Dans le contexte professionnel, on retrouve cette volonté de contenir les excès avec tout le développement de ce qu’on appelle la Communication Non Violente. Voilà sa définition wikipediesque : « le langage et les interactions qui renforcent notre aptitude à donner avec bienveillance et à inspirer aux autres le désir d’en faire autant ». Derrière ce concept gentillet, prétendument basé sur l’empathie (je cherche encore la moindre trace d’empathie dans le monde des ressources humaines en entreprise) se cache en réalité une gigantesque usine à frustration basée sur l’hypocrisie et la condescendance, un genre de plébiscite actualisé du « tendre l’autre joue », meilleur moyen d’humilier son interlocuteur et de perdre à jamais la confiance d’une relation. Même si une métaphore n’est pas une preuve et qu’une parabole n’a pas nécessairement la saveur de la vérité, voilà un court passage de Ainsi parlait Zarathoustra, de Friedrich Nietzsche, qui comme d’habitude préfère le conseil cryptique à la démonstration rigoureuse :

Mais si vous avez un ennemi, ne lui rendez pas le bien pour le mal ; car il en serait humilié.
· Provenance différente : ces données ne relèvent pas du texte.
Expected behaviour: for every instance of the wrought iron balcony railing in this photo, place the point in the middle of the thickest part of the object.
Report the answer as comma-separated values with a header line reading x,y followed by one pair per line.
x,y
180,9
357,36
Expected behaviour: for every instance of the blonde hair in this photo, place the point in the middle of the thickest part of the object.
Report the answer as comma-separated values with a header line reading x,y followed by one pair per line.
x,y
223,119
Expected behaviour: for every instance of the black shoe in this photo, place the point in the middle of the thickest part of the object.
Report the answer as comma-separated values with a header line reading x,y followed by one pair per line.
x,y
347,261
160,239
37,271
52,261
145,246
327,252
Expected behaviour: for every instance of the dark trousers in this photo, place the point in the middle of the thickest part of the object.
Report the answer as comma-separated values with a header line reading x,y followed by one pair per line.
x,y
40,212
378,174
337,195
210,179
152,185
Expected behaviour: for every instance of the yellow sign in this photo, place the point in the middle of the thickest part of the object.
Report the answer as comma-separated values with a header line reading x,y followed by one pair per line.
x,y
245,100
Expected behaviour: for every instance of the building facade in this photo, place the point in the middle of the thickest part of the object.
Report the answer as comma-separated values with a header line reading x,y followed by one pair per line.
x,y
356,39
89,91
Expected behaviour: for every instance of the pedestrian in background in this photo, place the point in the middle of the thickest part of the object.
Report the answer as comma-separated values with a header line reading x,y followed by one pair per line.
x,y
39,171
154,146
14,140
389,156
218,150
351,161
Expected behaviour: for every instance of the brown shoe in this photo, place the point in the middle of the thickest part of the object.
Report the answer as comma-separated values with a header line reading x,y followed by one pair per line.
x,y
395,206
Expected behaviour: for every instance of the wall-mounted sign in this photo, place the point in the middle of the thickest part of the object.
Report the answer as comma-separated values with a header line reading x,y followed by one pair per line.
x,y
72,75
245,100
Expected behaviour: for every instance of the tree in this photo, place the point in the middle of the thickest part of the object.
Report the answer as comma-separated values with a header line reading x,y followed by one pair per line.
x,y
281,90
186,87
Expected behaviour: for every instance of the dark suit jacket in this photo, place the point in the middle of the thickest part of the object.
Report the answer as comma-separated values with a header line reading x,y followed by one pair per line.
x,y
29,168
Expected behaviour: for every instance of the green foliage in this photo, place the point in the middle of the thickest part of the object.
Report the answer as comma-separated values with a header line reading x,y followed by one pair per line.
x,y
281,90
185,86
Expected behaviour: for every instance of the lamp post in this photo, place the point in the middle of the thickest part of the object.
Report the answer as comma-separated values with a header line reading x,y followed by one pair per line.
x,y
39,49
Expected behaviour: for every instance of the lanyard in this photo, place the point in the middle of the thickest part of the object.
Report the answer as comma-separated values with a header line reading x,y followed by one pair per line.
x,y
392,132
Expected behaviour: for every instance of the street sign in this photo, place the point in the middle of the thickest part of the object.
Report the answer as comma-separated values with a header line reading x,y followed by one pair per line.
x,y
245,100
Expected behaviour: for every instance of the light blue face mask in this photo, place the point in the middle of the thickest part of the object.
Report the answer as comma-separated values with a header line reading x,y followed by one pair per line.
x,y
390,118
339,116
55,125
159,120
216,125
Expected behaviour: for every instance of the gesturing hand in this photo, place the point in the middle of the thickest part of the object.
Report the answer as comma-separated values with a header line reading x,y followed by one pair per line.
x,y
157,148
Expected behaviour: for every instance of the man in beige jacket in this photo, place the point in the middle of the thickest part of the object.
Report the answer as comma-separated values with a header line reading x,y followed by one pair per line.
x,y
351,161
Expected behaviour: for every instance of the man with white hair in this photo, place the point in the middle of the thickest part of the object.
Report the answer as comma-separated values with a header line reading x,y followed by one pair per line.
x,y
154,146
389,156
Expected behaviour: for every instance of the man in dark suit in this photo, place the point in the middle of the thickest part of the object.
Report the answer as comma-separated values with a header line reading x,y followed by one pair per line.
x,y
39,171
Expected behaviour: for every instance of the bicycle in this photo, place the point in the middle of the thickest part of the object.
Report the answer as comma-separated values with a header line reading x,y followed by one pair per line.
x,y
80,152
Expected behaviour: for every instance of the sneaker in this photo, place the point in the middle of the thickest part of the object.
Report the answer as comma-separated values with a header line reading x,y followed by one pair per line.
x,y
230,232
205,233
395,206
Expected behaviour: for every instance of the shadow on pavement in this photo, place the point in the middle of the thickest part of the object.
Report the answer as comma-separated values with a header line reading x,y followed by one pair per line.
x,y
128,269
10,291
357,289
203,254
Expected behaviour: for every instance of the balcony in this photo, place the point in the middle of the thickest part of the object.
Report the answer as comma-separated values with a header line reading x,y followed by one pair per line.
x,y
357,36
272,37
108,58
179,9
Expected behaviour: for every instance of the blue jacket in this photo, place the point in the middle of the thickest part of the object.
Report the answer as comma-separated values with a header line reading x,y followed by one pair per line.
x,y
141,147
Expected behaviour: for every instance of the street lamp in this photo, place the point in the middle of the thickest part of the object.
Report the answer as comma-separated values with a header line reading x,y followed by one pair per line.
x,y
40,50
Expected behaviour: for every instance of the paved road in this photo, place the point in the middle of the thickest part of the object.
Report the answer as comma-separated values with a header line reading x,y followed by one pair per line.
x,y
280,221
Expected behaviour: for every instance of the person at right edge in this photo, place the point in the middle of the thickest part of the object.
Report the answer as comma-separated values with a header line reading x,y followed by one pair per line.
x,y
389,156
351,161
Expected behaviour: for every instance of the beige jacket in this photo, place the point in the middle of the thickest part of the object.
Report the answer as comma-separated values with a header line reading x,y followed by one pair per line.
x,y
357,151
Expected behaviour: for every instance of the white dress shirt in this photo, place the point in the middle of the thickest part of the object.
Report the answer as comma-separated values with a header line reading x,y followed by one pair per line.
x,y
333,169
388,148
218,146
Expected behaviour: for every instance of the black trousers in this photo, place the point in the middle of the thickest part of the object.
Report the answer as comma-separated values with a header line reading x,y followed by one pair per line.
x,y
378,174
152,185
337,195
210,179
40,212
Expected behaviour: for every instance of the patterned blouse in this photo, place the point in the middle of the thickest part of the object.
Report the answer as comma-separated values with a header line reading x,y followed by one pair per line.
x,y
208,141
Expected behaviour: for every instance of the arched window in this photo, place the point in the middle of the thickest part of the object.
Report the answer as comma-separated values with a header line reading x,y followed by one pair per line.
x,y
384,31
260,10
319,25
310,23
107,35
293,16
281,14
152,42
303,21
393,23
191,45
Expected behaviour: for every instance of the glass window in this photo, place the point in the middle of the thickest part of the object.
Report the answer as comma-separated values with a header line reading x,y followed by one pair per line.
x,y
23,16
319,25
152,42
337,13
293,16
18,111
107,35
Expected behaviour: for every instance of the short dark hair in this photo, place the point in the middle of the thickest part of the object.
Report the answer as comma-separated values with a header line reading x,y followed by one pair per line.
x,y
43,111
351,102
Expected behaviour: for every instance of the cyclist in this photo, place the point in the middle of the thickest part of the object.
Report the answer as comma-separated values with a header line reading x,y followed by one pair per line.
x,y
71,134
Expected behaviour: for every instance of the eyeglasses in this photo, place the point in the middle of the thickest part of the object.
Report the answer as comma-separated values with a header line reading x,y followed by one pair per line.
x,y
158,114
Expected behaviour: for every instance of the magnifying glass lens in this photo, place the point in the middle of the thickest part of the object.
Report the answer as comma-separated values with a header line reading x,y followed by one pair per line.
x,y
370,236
Démontrez-lui, au contraire, qu’il vous a fait du bien.
Et plutôt que d’humilier, mettez-vous en colère. Et lorsque l’on vous maudit, il ne me plaît pas que vous vouliez bénir. Maudissez plutôt un peu de votre côté ! Et si l’on vous inflige une grande injustice, ajoutez-en vite cinq autres petites. Celui qui n’est opprimé que par l’injustice est affreux à voir.
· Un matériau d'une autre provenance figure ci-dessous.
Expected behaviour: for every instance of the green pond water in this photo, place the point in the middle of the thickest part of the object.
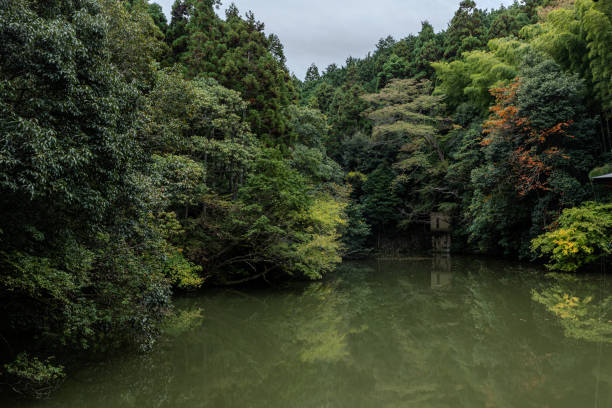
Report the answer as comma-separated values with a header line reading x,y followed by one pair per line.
x,y
421,332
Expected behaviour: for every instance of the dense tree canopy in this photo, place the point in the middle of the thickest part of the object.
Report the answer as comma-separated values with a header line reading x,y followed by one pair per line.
x,y
140,157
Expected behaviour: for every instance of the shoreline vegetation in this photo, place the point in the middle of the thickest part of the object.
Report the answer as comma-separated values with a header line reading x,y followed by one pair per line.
x,y
140,157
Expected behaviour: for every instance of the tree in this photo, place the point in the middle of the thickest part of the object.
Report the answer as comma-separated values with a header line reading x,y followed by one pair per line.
x,y
237,53
312,74
85,258
579,237
537,156
465,31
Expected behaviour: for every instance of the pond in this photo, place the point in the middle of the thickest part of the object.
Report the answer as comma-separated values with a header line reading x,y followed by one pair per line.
x,y
420,332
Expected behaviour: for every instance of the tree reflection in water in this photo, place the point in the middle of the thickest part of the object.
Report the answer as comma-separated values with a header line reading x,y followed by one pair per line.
x,y
423,332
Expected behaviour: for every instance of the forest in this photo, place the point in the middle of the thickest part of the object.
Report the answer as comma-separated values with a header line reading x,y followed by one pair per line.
x,y
142,158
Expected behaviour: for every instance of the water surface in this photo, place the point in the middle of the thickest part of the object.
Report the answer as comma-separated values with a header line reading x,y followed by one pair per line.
x,y
421,332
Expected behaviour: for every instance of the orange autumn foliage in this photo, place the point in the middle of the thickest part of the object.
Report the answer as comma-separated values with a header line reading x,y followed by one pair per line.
x,y
532,151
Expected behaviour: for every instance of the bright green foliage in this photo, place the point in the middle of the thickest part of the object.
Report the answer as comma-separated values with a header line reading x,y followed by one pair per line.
x,y
536,157
580,237
135,41
408,118
469,79
579,38
380,200
159,18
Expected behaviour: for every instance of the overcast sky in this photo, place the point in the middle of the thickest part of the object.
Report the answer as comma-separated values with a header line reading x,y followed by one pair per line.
x,y
328,31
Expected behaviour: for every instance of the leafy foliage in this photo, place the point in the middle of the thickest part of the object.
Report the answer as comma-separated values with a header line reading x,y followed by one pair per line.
x,y
580,237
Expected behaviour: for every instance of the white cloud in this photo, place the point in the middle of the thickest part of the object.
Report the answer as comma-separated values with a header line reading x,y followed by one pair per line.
x,y
326,32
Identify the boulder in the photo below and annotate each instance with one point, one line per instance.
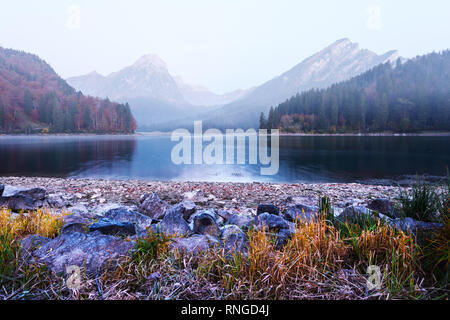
(31, 243)
(359, 213)
(243, 222)
(187, 208)
(282, 229)
(270, 222)
(415, 227)
(113, 227)
(74, 223)
(93, 251)
(267, 208)
(154, 207)
(125, 215)
(174, 223)
(233, 239)
(195, 244)
(302, 213)
(56, 201)
(81, 211)
(386, 207)
(205, 223)
(18, 198)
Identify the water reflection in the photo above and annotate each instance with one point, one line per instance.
(302, 159)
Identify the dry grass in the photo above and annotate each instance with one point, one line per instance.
(43, 222)
(319, 262)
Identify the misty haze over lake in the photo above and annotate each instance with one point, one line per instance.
(302, 159)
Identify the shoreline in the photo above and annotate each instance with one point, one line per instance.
(158, 133)
(237, 197)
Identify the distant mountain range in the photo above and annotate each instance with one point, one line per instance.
(154, 95)
(340, 61)
(413, 96)
(160, 101)
(34, 98)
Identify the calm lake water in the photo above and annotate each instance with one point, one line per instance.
(302, 159)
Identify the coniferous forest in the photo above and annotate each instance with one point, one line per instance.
(34, 99)
(413, 96)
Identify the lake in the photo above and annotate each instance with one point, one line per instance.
(379, 159)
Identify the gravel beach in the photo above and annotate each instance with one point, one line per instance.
(235, 197)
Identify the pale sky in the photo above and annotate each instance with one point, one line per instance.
(221, 44)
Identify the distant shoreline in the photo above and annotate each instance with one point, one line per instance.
(158, 133)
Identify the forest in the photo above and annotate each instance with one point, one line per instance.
(34, 99)
(408, 97)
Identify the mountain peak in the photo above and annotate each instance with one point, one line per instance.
(150, 61)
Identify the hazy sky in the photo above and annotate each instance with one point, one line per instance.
(221, 44)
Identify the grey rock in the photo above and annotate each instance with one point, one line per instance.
(356, 214)
(410, 225)
(154, 207)
(56, 201)
(234, 240)
(174, 223)
(187, 209)
(283, 236)
(33, 242)
(204, 223)
(74, 223)
(125, 215)
(195, 244)
(302, 213)
(282, 229)
(225, 215)
(80, 210)
(243, 222)
(267, 208)
(93, 251)
(113, 227)
(271, 222)
(18, 198)
(385, 206)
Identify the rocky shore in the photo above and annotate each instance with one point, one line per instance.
(236, 197)
(103, 221)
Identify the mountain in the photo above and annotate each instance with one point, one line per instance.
(154, 95)
(201, 96)
(405, 97)
(340, 61)
(33, 98)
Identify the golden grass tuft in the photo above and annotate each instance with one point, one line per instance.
(42, 222)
Alors oui, n’enfermez pas votre colère, laissez sa dureté s’exprimer avant qu’elle se transforme en aigreur et, surtout, ne croyez surtout pas qu’elle annule toute bienveillance et toute humanité. Au contraire, elle est l’expression de l’humanité la plus affective, celle qui sait convertir les effets des causes négatives pour produire de nouveaux effets positifs. Et c’est bien la seule production dont notre société a besoin.